An IQ is designed so that the mean is 100 and the standard deviation is 23 for the population of

Normal adults, find the sample size necessary to estimate the mean IQ score of statistics students
Such that it can be said with 90% confidence that the sample mean is within 5 IQ points of the true
Mean. Assume that @=23 and determine the required sample size using technology. Then determine if this is a reasonable sample size for a real world calculation.
The required sample size is --------- (round up to the nearest integer)

Why did the statistics student go broke?

Because they spent all their money on standard deviations!

To find the required sample size, we can use the formula:

n = (Z * σ / E)^2

Where:
n is the required sample size
Z is the Z-score for the desired confidence level (90% confidence corresponds to Z = 1.645)
σ is the population standard deviation (23 IQ points)
E is the desired margin of error (5 IQ points)

Let's plug in the values:

n = (1.645 * 23 / 5)^2

n = (37.935 / 5)^2

n = 7.587^2

n ≈ 57.60

Rounding up to the nearest integer, the required sample size is 58.

Now, is this a reasonable sample size for a real-world calculation? Well, it depends on various factors such as resources, time constraints, and the size of the population. 58 is a relatively small sample size, so it might not capture the complete variability of the statistics student population. However, if the population is relatively homogeneous and resources are limited, a sample size of 58 could still yield reasonably reliable results.

To determine the required sample size needed for estimating the mean IQ score of statistics students, we can use the formula for sample size calculation with a given margin of error and confidence level.

The formula for sample size calculation in estimating a population mean is:
n = (Z * σ / E)^2

Where:
n = required sample size
Z = Z-value for the desired confidence level
σ = population standard deviation
E = desired margin of error

In this case, we want to estimate the mean IQ score of statistics students with a 90% confidence level and a margin of error of 5 IQ points. The population standard deviation is given as 23.

Step 1: Find the Z-value for a 90% confidence level
To calculate the Z-value, we can use statistical tables or use technology. Let's assume we use technology, such as a statistical software or an online calculator, to find the Z-value for a 90% confidence level.

Using technology, we find that the Z-value for a 90% confidence level is approximately 1.645.

Step 2: Plug the values into the formula and calculate the required sample size (n)
n = (Z * σ / E)^2
n = (1.645 * 23 / 5)^2
n = (37.835 / 5)^2
n = 7.567^2
n ≈ 57.263

Step 3: Round up the result to the nearest integer
Since we cannot have a fraction of a sample, we round up the result to the nearest whole number. Thus, the required sample size is 58.

Therefore, to estimate the mean IQ score of statistics students with a 90% confidence level and a margin of error of 5 IQ points, a sample size of 58 is required.

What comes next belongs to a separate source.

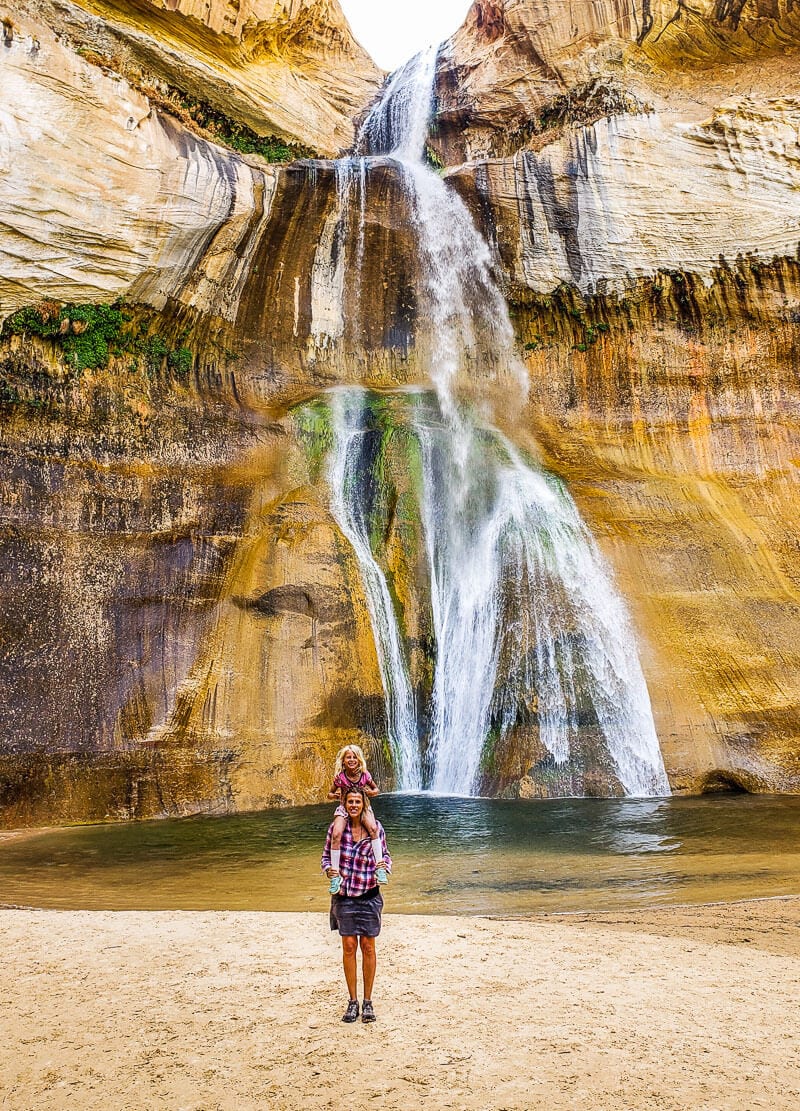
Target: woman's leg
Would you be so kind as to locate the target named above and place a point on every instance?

Now, let's determine if this sample size is reasonable for a real-world calculation. The required sample size of 58 is determined based on the desired confidence level, margin of error, and population standard deviation. In general, a larger sample size tends to increase the precision and accuracy of the estimate. However, the overall reasonableness of the sample size also depends on other factors such as the available resources, budget, time, and practicality.

It is advisable to consult with a statistician or use statistical conventions specific to the field of study to assess if a sample size of 58 is appropriate for the study of statistics students' IQ scores.